By Jos Wortley
I was well enough to attend this year’s Theatre in Motion at the Rhodes Drama department. Sitting next to you Gary, watching a new theatre language unfold before me, I was challenged on so many levels. Memories of me dancing in those very special spaces and now watching new and exciting choreographers and dancers pushing their boundaries paralleled my ‘coming out’ as an artist once again. I have decided to pay tribute to you Gary in the form of a brief letter.
Dearest Gary,
I wonder if you have any idea what kind of influence you had on this former student of yours. I was a classical dancer, schooled in the strict, formal, regimented Cecchetti method where dance was a science, precise and controlling. I didn’t have the best extension, or the most open turn out. I couldn’t do the splits or jeté the highest off the sprung dance floors. But I had a yearning to perform through dance. Classical training gave me technique, but I knew there was more to this thing we call dance. Martha Graham, the mother of modern dance said that “Great dancers are not great because of their technique, they are great because of their passion.”

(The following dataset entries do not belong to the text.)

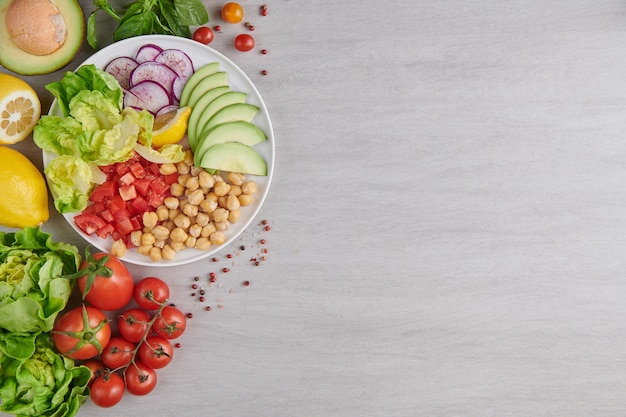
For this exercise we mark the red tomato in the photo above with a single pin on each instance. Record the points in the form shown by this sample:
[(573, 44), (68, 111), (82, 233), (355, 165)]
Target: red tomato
[(156, 352), (106, 293), (170, 324), (244, 42), (107, 389), (118, 352), (232, 12), (134, 324), (96, 367), (140, 379), (151, 292), (203, 34), (81, 333)]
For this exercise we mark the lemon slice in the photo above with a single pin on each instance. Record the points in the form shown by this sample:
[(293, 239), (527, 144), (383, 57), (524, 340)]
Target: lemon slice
[(20, 109), (170, 127)]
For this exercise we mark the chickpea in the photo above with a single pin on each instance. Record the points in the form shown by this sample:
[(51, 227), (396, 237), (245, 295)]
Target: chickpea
[(245, 199), (178, 235), (167, 169), (168, 253), (155, 254), (249, 187), (118, 248), (217, 238), (149, 219), (233, 216), (182, 221), (171, 202), (161, 232), (232, 203), (221, 188), (177, 189), (203, 243), (220, 215), (235, 178), (148, 239), (206, 180), (202, 219), (196, 197)]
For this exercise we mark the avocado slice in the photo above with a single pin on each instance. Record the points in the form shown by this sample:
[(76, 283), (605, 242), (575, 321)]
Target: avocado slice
[(17, 59), (237, 131), (234, 157)]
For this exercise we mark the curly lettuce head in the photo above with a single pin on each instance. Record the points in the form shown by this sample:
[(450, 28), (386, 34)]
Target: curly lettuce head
[(31, 290), (44, 384)]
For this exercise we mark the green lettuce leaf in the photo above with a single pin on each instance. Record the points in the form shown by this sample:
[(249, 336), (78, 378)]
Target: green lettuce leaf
[(70, 180), (43, 384)]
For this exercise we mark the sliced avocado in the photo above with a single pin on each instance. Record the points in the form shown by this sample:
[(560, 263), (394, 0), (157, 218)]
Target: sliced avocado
[(234, 157), (16, 59), (196, 112), (226, 99), (207, 83), (237, 111), (197, 76), (237, 131)]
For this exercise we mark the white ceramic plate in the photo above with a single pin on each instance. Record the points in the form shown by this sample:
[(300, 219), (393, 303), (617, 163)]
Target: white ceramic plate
[(238, 81)]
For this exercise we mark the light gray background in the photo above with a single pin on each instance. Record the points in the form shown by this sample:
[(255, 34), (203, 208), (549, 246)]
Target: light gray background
[(447, 213)]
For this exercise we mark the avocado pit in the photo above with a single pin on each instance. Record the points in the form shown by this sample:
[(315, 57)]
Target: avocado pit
[(36, 26)]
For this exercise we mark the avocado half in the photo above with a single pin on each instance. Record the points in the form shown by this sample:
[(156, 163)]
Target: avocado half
[(15, 52)]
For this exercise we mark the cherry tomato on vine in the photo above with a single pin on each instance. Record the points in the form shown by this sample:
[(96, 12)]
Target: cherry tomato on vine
[(81, 333), (151, 292), (244, 42), (133, 324), (118, 352), (203, 34), (156, 352), (232, 12), (96, 367), (106, 283), (107, 389), (170, 324), (140, 378)]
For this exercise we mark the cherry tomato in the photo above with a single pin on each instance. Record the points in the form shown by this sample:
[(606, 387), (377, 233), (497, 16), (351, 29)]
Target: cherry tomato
[(151, 292), (107, 389), (203, 34), (140, 378), (133, 324), (232, 12), (118, 352), (96, 367), (102, 292), (81, 333), (170, 324), (156, 352), (244, 42)]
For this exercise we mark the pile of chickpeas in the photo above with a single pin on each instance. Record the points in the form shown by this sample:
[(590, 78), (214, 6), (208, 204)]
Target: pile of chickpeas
[(202, 206)]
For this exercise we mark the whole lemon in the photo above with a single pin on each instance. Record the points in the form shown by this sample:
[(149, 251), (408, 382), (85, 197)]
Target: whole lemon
[(23, 193)]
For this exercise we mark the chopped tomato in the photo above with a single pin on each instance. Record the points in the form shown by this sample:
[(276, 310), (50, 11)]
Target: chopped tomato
[(88, 223)]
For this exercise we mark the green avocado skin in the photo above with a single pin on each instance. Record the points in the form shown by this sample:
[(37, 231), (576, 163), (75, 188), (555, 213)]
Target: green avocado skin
[(21, 62)]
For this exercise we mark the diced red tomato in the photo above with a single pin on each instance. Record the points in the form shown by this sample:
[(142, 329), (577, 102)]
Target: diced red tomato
[(88, 223), (138, 170), (128, 192)]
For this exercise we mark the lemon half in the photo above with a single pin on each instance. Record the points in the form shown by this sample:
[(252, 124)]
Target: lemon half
[(170, 127), (20, 109)]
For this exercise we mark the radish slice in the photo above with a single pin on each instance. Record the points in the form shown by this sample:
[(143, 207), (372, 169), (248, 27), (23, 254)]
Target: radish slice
[(147, 53), (154, 71), (148, 95), (121, 68), (176, 60)]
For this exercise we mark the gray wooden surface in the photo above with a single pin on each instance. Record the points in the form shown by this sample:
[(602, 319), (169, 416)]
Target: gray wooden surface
[(448, 219)]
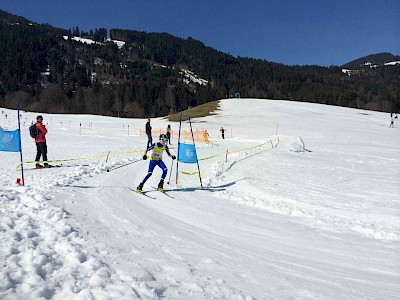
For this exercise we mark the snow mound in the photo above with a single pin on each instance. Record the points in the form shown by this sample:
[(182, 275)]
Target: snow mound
[(47, 258)]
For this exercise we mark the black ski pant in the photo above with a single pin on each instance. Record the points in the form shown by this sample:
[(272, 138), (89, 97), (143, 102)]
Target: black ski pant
[(41, 150)]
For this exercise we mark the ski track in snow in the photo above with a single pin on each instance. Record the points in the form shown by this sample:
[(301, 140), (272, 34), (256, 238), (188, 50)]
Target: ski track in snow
[(62, 235)]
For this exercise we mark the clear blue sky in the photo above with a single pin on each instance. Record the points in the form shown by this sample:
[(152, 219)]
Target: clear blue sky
[(292, 32)]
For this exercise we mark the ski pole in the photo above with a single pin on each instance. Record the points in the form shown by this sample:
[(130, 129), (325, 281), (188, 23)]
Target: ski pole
[(170, 172), (132, 162)]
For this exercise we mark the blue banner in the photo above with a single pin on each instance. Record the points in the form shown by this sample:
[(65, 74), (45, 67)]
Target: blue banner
[(10, 141), (187, 153)]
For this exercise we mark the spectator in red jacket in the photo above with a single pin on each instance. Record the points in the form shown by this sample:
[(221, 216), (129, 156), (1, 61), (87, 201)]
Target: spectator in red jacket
[(40, 140)]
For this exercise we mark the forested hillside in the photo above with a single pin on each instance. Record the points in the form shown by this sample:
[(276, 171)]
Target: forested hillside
[(154, 74)]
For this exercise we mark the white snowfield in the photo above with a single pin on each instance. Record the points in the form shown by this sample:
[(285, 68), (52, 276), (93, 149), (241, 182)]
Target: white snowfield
[(313, 212)]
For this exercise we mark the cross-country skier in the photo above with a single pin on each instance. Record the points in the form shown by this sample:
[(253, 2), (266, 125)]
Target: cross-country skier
[(156, 160)]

When I arrived at Rhodes as a first year, a wide eyed incredibly naïve young performer in 1983, little did I know that my life was about to change. I entered the world of contemporary dance and Gary Gordon. Composed balance lines gave way to off-centres, throwing the body weight around, off beats, banging and stamping, leaping and falling, gliding and stabbing. Suddenly my world of dance came from emotion and from places uneasy, dancing with a purpose and of true expression.

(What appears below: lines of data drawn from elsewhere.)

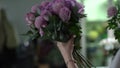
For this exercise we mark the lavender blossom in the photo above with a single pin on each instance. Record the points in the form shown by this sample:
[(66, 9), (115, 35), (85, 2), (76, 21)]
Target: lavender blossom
[(34, 8), (30, 18), (46, 14), (80, 8), (70, 3), (65, 14), (41, 32), (112, 11), (43, 5), (57, 6), (40, 22)]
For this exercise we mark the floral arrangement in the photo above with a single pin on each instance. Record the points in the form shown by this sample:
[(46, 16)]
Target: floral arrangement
[(57, 20), (114, 20)]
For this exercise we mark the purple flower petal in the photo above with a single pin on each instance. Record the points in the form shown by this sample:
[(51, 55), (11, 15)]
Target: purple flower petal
[(65, 14), (70, 3), (34, 8), (30, 18), (57, 6), (40, 22), (46, 14), (41, 32), (81, 11), (43, 5), (112, 11)]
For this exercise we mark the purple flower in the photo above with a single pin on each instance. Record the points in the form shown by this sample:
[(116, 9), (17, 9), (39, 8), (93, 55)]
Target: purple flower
[(41, 32), (49, 7), (112, 11), (59, 1), (80, 8), (30, 18), (46, 14), (57, 6), (43, 5), (70, 3), (40, 22), (65, 14), (34, 8)]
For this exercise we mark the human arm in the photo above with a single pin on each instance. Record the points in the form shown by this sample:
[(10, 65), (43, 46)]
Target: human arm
[(66, 50)]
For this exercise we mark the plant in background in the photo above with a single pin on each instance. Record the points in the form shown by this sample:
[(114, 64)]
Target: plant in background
[(58, 20), (114, 20)]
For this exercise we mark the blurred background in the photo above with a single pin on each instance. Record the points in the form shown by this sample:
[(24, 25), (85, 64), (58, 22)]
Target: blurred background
[(17, 51)]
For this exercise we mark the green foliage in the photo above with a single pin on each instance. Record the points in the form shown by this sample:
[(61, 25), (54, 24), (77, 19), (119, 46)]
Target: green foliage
[(114, 22)]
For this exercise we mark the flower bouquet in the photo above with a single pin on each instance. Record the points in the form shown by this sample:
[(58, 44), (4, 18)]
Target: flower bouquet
[(114, 20), (58, 20)]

I found this space challenging, always exhilarating, and strangely comfortable. To be comfortable in discomfort is only achieved in a space of trust and security. You created this safe place for the performer. You, Gary, pushed your students, not only to be the best physical dancers but to be dancers of integrity. We had to know where the performance was coming from and where it was going. Your eye for line, composition, rhythm, and staging pushed me to start thinking of dance as not just a form of moving my body. But it made me bring Life with all its complicated, jumbled emotions, into every performance. Dance became movement and movement became dance.
You also collaborated with your students, willing them to become a part of the total process of a dance production. You had an energy I so admired. An energy that I would carry with me long after I stopped dancing. So, what do I mean by this ‘energy’ for it is truly a remarkable thing. It is the total commitment to the present moment. This energy brings with it the inquisition of all that surrounds us. It is about keeping our eyes open to this life. This energy you imparted forced me to see, to hear, to feel and to be.
It gave me now. You placed me in my present. My now. And this is why, 34 years later, I have come back to you, strangely at a time that finds you retiring from Rhodes University, to say thank you.
Thank you for making me present. Thank you, for as I was so often on my couch, ailing this disease, I was repeatedly reminded of your energy, and it pulled me into the moment of the now to create this exhibition, MOVE.
I dedicate my very first exhibition to you, Professor Gary Gordon.